The process of experimentation is continuous; while early-stage engagement is more qualitative, later stages often involve larger numbers and more quantitative testing.

Avoiding Pitfalls: False Positives and False Negatives

  • False Positive: A positive response that is not actually true in reality. This often happens if the sample group is not representative (e.g., relying solely on friends and family). To prevent this, ensure your sample truly represents the target customer segment.
  • False Negative: A negative response when, in fact, there is a genuine market or interest. This can occur if the messaging or product offering is unclear or not well-communicated to the customer. If a false negative is suspected, re-evaluate communication and conduct more tests. If it's a true negative, a pivot is necessary.

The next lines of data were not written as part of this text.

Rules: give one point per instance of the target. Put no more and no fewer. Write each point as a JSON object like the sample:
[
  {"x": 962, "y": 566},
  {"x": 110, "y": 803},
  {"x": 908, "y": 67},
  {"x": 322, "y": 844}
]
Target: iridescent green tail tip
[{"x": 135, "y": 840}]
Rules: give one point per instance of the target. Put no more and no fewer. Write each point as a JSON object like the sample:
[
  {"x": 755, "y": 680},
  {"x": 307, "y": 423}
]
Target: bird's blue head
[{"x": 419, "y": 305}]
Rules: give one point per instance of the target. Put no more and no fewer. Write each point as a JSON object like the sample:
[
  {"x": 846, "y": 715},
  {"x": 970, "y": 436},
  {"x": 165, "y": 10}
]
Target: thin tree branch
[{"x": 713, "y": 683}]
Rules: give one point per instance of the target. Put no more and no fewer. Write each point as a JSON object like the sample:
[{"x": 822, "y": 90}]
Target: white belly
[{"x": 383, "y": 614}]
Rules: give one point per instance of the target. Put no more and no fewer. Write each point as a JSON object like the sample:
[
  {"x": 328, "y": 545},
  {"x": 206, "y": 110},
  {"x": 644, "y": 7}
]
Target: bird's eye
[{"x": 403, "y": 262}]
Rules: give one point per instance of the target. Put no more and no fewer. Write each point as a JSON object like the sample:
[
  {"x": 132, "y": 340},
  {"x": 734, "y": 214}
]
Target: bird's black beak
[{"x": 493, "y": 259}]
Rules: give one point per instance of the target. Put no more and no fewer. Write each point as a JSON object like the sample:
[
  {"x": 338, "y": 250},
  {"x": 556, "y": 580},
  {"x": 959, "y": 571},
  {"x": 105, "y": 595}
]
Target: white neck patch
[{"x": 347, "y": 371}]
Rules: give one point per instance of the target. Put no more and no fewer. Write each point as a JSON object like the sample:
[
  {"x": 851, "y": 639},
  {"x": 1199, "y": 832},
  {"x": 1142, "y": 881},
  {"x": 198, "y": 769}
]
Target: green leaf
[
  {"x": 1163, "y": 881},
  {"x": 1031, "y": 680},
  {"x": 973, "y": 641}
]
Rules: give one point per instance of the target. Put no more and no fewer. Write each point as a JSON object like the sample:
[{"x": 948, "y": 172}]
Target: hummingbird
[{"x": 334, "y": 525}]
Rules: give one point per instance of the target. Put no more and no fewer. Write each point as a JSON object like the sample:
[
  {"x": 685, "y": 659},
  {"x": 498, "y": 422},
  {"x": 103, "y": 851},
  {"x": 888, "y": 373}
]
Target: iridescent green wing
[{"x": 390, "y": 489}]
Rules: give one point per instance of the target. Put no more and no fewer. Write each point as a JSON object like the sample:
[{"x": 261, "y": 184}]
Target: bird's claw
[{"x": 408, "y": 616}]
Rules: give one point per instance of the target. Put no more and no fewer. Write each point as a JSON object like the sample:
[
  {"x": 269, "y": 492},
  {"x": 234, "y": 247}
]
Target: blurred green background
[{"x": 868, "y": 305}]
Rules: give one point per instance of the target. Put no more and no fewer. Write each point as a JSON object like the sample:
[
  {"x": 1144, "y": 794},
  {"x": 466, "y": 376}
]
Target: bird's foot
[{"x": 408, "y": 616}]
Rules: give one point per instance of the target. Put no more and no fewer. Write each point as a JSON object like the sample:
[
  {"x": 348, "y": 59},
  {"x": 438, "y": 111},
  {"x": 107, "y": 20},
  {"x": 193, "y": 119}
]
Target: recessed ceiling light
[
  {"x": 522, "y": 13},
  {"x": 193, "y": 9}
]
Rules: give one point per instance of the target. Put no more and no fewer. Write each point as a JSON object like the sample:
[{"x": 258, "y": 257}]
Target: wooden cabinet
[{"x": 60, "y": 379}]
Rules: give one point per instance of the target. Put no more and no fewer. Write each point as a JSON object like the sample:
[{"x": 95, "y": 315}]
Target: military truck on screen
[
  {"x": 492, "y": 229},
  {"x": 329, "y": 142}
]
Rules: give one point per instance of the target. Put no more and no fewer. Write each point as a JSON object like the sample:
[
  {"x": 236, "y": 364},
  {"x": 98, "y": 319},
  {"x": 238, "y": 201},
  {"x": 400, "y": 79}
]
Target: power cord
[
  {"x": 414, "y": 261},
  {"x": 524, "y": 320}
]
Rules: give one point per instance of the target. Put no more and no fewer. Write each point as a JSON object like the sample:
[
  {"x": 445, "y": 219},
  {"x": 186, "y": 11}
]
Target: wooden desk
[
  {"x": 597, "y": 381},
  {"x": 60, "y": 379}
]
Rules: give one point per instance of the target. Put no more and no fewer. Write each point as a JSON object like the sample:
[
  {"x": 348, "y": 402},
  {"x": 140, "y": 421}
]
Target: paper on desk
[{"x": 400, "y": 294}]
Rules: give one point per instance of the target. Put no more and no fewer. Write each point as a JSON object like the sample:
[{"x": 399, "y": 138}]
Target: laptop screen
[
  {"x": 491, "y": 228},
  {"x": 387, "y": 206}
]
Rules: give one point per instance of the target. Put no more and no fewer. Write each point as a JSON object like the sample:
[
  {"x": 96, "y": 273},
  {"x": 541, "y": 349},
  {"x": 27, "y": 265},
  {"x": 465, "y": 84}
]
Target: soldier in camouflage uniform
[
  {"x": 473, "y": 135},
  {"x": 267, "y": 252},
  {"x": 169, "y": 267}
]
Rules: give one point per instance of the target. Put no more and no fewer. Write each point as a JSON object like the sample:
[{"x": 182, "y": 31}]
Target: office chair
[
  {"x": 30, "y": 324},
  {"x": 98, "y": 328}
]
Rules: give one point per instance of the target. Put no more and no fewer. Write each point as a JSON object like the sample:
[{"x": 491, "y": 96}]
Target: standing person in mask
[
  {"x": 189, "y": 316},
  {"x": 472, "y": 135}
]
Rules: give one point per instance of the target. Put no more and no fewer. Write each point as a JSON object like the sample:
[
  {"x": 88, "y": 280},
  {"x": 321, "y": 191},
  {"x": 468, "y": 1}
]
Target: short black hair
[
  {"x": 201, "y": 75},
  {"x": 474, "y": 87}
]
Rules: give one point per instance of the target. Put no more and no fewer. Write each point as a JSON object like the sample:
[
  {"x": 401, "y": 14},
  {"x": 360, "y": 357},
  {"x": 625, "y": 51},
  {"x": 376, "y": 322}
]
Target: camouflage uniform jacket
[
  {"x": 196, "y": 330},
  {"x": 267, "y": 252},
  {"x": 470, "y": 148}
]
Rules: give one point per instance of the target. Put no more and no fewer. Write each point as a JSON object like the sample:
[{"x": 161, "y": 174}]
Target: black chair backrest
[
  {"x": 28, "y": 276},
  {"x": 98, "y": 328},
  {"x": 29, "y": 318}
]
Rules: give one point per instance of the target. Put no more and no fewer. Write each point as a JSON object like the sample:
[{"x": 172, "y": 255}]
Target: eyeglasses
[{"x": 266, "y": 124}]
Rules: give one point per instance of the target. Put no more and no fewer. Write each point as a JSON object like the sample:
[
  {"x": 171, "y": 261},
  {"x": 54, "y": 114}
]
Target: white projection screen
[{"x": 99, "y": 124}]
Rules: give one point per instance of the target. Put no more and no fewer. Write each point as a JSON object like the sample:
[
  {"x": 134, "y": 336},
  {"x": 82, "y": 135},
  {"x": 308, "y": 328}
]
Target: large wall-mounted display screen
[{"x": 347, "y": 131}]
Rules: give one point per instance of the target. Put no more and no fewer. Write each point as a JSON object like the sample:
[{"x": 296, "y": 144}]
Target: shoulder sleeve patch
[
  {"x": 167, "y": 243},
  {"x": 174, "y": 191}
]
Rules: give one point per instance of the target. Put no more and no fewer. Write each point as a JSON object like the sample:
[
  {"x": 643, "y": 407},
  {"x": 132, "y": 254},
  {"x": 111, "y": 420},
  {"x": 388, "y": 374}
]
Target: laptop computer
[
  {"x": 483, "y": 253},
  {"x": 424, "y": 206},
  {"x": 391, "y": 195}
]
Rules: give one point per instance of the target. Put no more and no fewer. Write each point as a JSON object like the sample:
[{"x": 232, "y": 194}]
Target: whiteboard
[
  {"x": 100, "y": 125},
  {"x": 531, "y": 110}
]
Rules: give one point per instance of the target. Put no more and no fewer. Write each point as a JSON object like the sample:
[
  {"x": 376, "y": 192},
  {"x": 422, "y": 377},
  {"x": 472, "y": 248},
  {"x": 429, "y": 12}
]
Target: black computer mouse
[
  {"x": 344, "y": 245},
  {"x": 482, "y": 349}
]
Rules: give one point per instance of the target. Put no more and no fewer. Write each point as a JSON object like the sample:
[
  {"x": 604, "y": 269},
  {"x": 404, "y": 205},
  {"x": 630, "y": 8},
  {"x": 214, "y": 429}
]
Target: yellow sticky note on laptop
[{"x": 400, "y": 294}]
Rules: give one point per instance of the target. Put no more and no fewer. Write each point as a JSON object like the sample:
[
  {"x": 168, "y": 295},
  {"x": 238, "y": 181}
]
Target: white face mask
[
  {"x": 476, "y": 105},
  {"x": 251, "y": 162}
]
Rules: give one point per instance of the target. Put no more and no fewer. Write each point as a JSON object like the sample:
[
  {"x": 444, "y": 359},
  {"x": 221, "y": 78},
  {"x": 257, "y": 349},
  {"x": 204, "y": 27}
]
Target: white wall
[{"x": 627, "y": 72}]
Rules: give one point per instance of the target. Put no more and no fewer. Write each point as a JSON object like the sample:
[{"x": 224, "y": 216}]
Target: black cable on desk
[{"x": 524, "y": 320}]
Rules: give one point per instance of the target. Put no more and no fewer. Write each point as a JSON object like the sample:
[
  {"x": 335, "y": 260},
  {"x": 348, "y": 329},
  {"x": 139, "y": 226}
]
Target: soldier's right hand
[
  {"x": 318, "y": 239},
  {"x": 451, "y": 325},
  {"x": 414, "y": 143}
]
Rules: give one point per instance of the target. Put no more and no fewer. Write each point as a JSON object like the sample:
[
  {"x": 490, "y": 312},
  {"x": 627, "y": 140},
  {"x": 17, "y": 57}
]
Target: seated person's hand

Minimum Viable Product (MVP)

what-is-a-minimum-viable-product.webp An MVP is the smallest set of activities needed to rigorously disprove a hypothesis. It's the vehicle for testing assumptions in the Build-Measure-Learn loop.

  • Minimal: It includes only the bare essentials needed to convey the core idea and test a specific assumption, avoiding excessive development.
  • Viable: It must be a true reflection of the product/service, allowing customers to comprehend its essence.

Types of MVPs:

  • No-Product MVP / Smoke Test MVP: This involves testing demand without building a product.
    • Examples: A video demonstrating how a product would work (like Dropbox's initial video), a pitch deck, or a simple landing page asking for interest. The goal is to gauge customer reaction and interest in the concept.
  • "Sell Before You Build" MVP: Collecting payments or pre-orders for a product that hasn't been built yet (e.g., Kickstarter campaigns). This validates customer willingness to pay.
  • Concierge MVP: Delivering the service manually to a few customers to gain deep understanding and validate assumptions, without relying on automated technology. The entrepreneur acts as a "concierge" (e.g., Food on the Table founder manually helping customers with meal planning and grocery shopping). This is a cheap way to test viability.
  • Wizard of Oz MVP: The customer experiences a seemingly fully functioning service, but the backend operations are entirely manual. It creates the illusion of automation (e.g., Zappos initially fulfilling shoe orders by buying from retail stores, or BigBasket starting with manual order fulfillment).
  • Single Feature Product MVP: A product with only the most essential features required to deliver on the unique value proposition. This is a step towards a more developed product.

The overarching philosophy is to test hypotheses rapidly and cheaply, building only after demand and value have been validated. The Lean Canvas and hypotheses testing work in tandem: the canvas documents assumptions, and the Build-Measure-Learn loop (using MVPs) tests these assumptions, leading to continuous refinement of the business plan. This iterative process drives the venture from Problem-Solution Fit to Product-Market Fit and eventually to scaling. The achievement of Product-Market Fit is often a good time to seek funding, as it aligns with investors' goals.